The plane was able to return and land safely at the base where Jim’s frostbitten hands were treated, but failed to respond. After many days, one doctor felt like his hands would have to be amputated, but a second doctor suggested waiting one more day in hopes of improvement. That following day produced a miracle as his hands did show some circulation. The surgery was postponed, and Jim regained almost normal use of both hands. The main lasting side effect was increased sensitivity to handling anything cold.
That Bible in his pocket, and which stayed with him during his stay in the hospital, may or may not have been his guardian angel that helped with the frostbite, but it definitely protected him from the flying debris when the airplane was hit. Flak had dented the cover and caused a green discoloration of the metal. In Betty’s words, “The prayer engraving, ‘May this keep you safe from harm,’ was not only a prayer of hope and one of blessing, but one of fulfillment through trust and faith in a Heavenly Father Who was watching over him.”

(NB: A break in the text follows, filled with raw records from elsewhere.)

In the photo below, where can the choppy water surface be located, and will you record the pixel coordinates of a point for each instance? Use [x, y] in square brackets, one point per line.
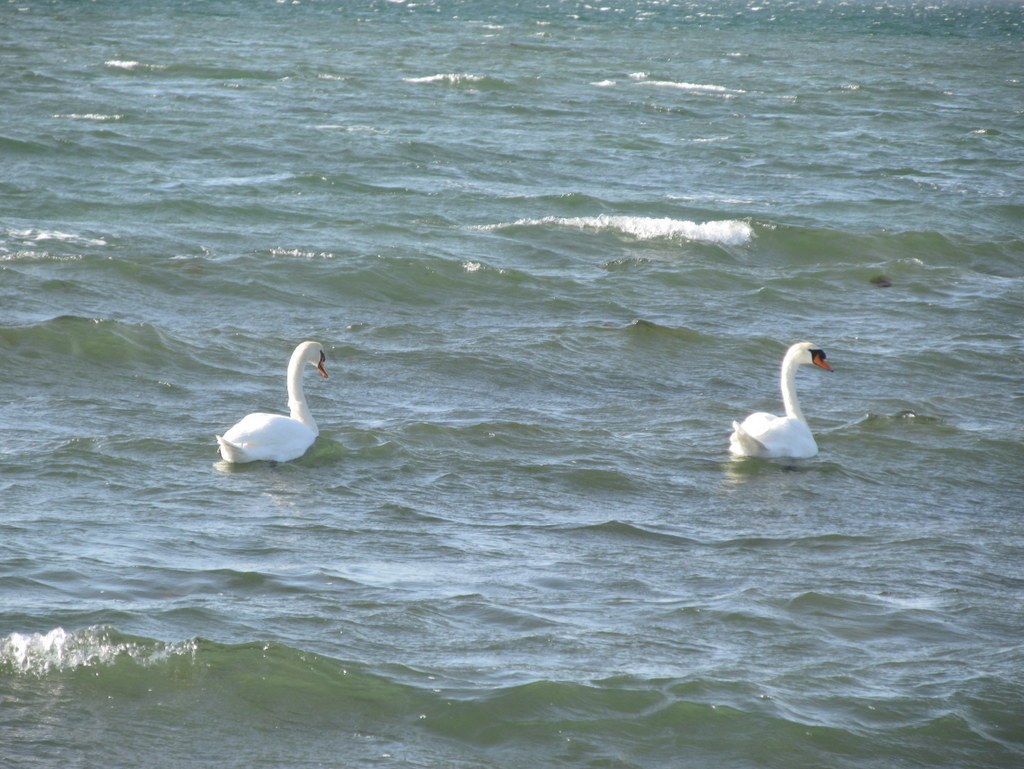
[552, 252]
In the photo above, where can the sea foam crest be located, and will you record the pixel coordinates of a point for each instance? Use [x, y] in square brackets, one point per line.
[39, 653]
[726, 231]
[451, 78]
[34, 235]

Betty went to say that after his discharge from the military, that Bible was always in the glove compartment of his car, a symbol of God’s protection when traveling. With every change of cars, the Bible was always transferred from the old glove compartment to the new one. Recently, Betty was involved in a car accident that totaled her car but left her unharmed. The Bible was in the glove compartment of that car, too. And she went to the wrecking yard that very day to retrieve it from the destroyed vehicle.
Betty no longer drives, but the Bible is safe and secure in her home in Lubbock, always there to keep her safe from harm.
And as Paul Harvey used to say, “Now you know the rest of the story.”
Thank you, Betty Jennings, for sharing this story with me.